Initializing Device and compiling on process 0…Done.
Initializing Device 0 on core 0…Done.

ERROR: Insufficient memory on accelerator (…/gpu_extra.h:38)
Last command: run 1000
Cuda driver error 4 in call at file ‘geryon/nvd_device.h’ in line 135.

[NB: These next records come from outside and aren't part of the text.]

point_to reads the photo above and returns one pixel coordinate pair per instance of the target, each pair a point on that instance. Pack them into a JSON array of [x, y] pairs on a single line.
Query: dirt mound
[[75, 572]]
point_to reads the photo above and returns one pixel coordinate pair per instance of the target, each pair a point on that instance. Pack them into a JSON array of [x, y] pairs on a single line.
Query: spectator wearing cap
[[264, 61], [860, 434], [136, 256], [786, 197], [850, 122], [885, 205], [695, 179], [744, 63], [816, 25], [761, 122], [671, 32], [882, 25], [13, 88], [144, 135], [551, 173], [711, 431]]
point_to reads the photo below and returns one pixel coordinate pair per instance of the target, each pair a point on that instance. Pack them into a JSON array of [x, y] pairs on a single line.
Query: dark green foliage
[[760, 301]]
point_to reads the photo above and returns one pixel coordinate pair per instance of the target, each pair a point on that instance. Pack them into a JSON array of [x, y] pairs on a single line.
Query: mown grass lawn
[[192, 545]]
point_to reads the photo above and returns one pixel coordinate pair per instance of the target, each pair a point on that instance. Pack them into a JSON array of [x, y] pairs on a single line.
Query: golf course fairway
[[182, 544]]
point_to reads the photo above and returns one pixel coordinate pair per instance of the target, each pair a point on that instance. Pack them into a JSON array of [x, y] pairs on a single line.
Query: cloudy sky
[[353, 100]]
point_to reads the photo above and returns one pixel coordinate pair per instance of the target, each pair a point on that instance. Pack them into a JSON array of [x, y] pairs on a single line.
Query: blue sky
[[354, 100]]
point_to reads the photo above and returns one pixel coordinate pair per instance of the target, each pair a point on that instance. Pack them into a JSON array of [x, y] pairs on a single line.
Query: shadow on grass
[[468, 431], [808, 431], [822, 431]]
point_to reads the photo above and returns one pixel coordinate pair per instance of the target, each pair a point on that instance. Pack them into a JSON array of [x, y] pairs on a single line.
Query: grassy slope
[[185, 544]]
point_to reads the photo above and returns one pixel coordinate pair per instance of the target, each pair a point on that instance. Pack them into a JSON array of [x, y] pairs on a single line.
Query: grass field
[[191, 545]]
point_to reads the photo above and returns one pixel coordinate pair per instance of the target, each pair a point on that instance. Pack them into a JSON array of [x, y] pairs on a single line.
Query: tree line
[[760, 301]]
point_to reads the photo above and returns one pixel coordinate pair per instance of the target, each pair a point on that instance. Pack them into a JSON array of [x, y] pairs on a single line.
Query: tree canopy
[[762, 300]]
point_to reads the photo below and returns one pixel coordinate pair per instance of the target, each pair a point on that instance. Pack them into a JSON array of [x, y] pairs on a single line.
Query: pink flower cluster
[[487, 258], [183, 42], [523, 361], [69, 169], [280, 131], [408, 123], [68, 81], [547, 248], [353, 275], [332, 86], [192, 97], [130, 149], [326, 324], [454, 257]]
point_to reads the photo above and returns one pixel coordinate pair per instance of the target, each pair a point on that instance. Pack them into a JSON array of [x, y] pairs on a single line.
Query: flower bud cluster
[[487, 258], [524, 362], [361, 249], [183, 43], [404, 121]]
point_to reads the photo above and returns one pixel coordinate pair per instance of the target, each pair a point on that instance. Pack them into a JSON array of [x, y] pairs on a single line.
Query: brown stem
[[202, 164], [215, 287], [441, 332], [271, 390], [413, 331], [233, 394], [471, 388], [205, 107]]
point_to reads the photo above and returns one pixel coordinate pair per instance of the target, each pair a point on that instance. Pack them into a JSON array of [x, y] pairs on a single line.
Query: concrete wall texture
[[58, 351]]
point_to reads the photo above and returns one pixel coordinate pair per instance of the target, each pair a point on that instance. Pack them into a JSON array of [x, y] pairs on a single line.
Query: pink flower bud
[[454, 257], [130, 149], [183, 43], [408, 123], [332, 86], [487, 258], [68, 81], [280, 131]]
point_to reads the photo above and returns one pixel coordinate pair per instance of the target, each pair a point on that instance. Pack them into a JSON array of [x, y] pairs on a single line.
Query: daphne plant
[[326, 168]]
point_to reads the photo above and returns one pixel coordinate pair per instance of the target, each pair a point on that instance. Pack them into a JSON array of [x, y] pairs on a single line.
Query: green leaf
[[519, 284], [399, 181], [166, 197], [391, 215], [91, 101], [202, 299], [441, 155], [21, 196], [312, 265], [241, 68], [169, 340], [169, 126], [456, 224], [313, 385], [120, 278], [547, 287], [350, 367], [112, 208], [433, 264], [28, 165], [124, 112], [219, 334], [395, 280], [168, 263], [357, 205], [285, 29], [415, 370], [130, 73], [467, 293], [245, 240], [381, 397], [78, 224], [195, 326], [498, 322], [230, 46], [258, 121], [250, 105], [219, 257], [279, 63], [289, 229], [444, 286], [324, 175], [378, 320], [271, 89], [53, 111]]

No issues with the same 20 million atom test for the HIP port on 32GB MI50:


Initializing Device and compiling on process 0…Done.
Initializing Device 0 on core 0…Done.

Setting up Verlet run …
Unit style : lj
Current step : 0
Time step : 0.005
Per MPI rank memory allocation (min/avg/max) = 3193 | 3193 | 3193 Mbytes
Step Temp E_pair E_mol TotEng Press
0 3 -6.7733681 0 -2.2733683 -3.7027174
50 1.669595 -4.7856647 0 -2.2812723 5.6654026
100 1.6524741 -4.7589429 0 -2.2802319 5.7977251
150 1.6456677 -4.7483396 0 -2.2798381 5.8568397
200 1.6440451 -4.7460612 0 -2.2799936 5.870633
250 1.6434487 -4.745369 0 -2.2801961 5.8751957
300 1.6432804 -4.7455 0 -2.2805795 5.875103
350 1.6431086 -4.745489 0 -2.2808262 5.874611
400 1.6428664 -4.7455253 0 -2.2812258 5.8745923
450 1.6429371 -4.745904 0 -2.2814985 5.8727289
500 1.6426633 -4.7458757 0 -2.2818808 5.8726928
550 1.6425342 -4.7459415 0 -2.2821404 5.8724678
600 1.6423274 -4.7460284 0 -2.2825374 5.8717517
650 1.642208 -4.7460985 0 -2.2827866 5.8712047
700 1.6418347 -4.7459344 0 -2.2831825 5.8719311
750 1.6422137 -4.7467664 0 -2.283446 5.8689695
800 1.6416304 -4.746281 0 -2.2838356 5.8705395
850 1.6413065 -4.7460599 0 -2.2841003 5.8712727
900 1.641055 -4.7460654 0 -2.284483 5.8713051
950 1.6412948 -4.7466834 0 -2.2847413 5.8683462
1000 1.6411186 -4.7468204 0 -2.2851427 5.8675664
Loop time of 470.424 on 1 procs for 1000 steps with 20000000 atoms

Performance: 918.321 tau/day, 2.126 timesteps/s
96.8% CPU use with 1 MPI tasks x no OpenMP threads

MPI task timing breakdown:
Section | min time | avg time | max time |%varavg| %total

Pair | 224.09 | 224.09 | 224.09 | 0.0 | 47.64
Neigh | 5.3406e-05 | 5.3406e-05 | 5.3406e-05 | 0.0 | 0.00
Comm | 38.412 | 38.412 | 38.412 | 0.0 | 8.17
Output | 1.3878 | 1.3878 | 1.3878 | 0.0 | 0.30
Modify | 158.78 | 158.78 | 158.78 | 0.0 | 33.75
Other | | 47.75 | | | 10.15

Nlocal: 2e+07 ave 2e+07 max 2e+07 min
Histogram: 1 0 0 0 0 0 0 0 0 0
Nghost: 1.49849e+06 ave 1.49849e+06 max 1.49849e+06 min
Histogram: 1 0 0 0 0 0 0 0 0 0
Neighs: 0 ave 0 max 0 min
Histogram: 1 0 0 0 0 0 0 0 0 0

Total # of neighbors = 0
Ave neighs/atom = 0
Neighbor list builds = 50
Dangerous builds not checked


  Device Time Info (average):

Data Transfer: 49.5213 s.
Data Cast/Pack: 125.1325 s.
Neighbor copy: 0.0002 s.
Neighbor build: 12.3622 s.
Force calc: 47.6733 s.
Device Overhead: 0.2781 s.
Average split: 1.0000.
Threads / atom: 4.
Max Mem / Proc: 28370.52 MB.
CPU Driver_Time: 0.1798 s.
CPU Idle_Time: 86.5202 s.

Please see the log.cite file for references relevant to this simulation

Total wall time: 0:08:01

Not sure where to go from here, NVIDIA support says the driver is installed successfully. Any help is greatly appreciated thanks.